The NCAA Women’s Lacrosse Rules Committee this week recommended a proposal to allow free movement in the sport.
Committee members, who met Tuesday through Thursday in Indianapolis, want to improve the pace and flow of the game and believe a way to accomplish this goal is to allow players to continue moving after the official blows the whistle. Currently, players must stop on the whistle.
All rules changes must be approved by the NCAA Playing Rules Oversight Panel, which is scheduled to discuss women’s lacrosse proposals July 20.
Under the proposal, players can keep moving while the player possessing the ball restarts play after a foul or violation. There will be a 2-meter nonengagement area around the player awarded possession of the ball.
Players are free to move outside the nonengagement area.
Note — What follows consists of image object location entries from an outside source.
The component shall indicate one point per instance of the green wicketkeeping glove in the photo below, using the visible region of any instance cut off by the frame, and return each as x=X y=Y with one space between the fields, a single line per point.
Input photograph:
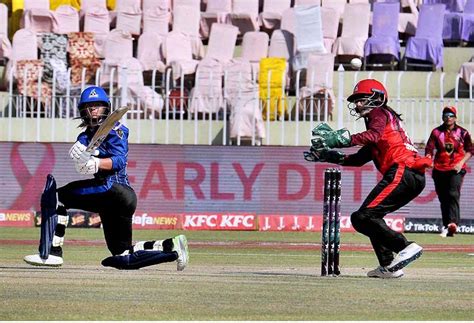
x=333 y=139
x=313 y=155
x=332 y=156
x=321 y=129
For violations of the nonengagement area or delays clearing out of the nonengagement area, teams will receive one initial team warning and then subsequent violations and delays will result in a green card and immediate one-minute penalty.
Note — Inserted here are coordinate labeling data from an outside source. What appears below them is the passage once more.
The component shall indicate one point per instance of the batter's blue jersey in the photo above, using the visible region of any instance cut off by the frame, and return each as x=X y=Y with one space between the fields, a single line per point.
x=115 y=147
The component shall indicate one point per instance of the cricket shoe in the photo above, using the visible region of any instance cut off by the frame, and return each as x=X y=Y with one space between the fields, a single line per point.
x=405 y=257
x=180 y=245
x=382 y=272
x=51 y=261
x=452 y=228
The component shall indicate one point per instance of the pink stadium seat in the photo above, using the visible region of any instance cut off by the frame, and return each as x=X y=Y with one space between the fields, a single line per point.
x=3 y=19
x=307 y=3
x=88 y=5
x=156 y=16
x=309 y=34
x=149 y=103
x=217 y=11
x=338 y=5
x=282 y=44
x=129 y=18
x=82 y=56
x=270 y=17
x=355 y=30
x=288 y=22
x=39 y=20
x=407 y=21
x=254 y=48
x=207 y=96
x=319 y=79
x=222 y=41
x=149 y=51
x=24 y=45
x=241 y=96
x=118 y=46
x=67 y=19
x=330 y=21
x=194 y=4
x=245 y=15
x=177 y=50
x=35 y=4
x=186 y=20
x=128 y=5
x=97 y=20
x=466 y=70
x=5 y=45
Upon a change of possession, if the defensive team commits three fouls before the offensive team crosses the restraining line into its attacking end, the defending team will be assessed a one-minute penalty.
All shooting-space fouls and three-second violations, as well as all other fouls committed in the 8-meter arc, will result in an 8-meter free position for the offensive team.
The committee has recommended a new setup for 8-meter free positions that will permit the defensive team to position players at the hashes adjacent to the 8-meter free position. Excluding the offending player who is positioned behind the 8-meter free position, players will be permitted to move freely outside the 8-meter arc; however, players will not be permitted in the playing area below the hanging hashes to the dots.
The committee believes this will alleviate the concerns of shooting space and dangerous slides from low to high during 8-meter free positions.
For fouls that occur in the critical scoring area above goal line extended, possession will be awarded to the offense at the 12-meter arc, the offending player will go behind the offensive player, and there will be a nonengagement area.
For fouls that occur in the critical scoring area below goal line extended, possession will be awarded to the offense at the dot — located below the goal-line-extended area — the offending player will go behind the offensive player, and there will be a nonengagement area.
Committee members believe changes made the past two seasons, including self-starts and adding a 90-second possession clock, set the groundwork for their new proposals.
“This felt like a natural progression for the game to move toward,” said Jen Adams, rules committee chair and coach at Loyola (Maryland). “We are looking at this through the lens of we are moving to what a lot of other sports have. Instead of having a unique freeze-tag type of rule, we are going in a direction to increase the pace and flow of the game.”
Breaking: NCAA Rules Committee Recommends Big Changes to the Girl’s Game – Ruling Scheduled For July 20th
Written by Lee Roggenburg on . Posted in Across The LAX World, Florida Lacrosse News, Parent’s Corner, Understanding The Rules.
via NCAA press release
Author’s Note: For those who play and follow the Girl’s game these changes are truly revolutionary in finding a balance between keeping the Girl’s game unique and solving some of the more vexing issues with watching the sport grow, particularly the speed of re-starting the game from a blown whistle and the taking away of a clean goal due to a whistle that did not effect the play itself. Hopefully the NCAA Ruling Panel will go ahead with all of these and then we can reflect back two years from now if any adjustments need to be made.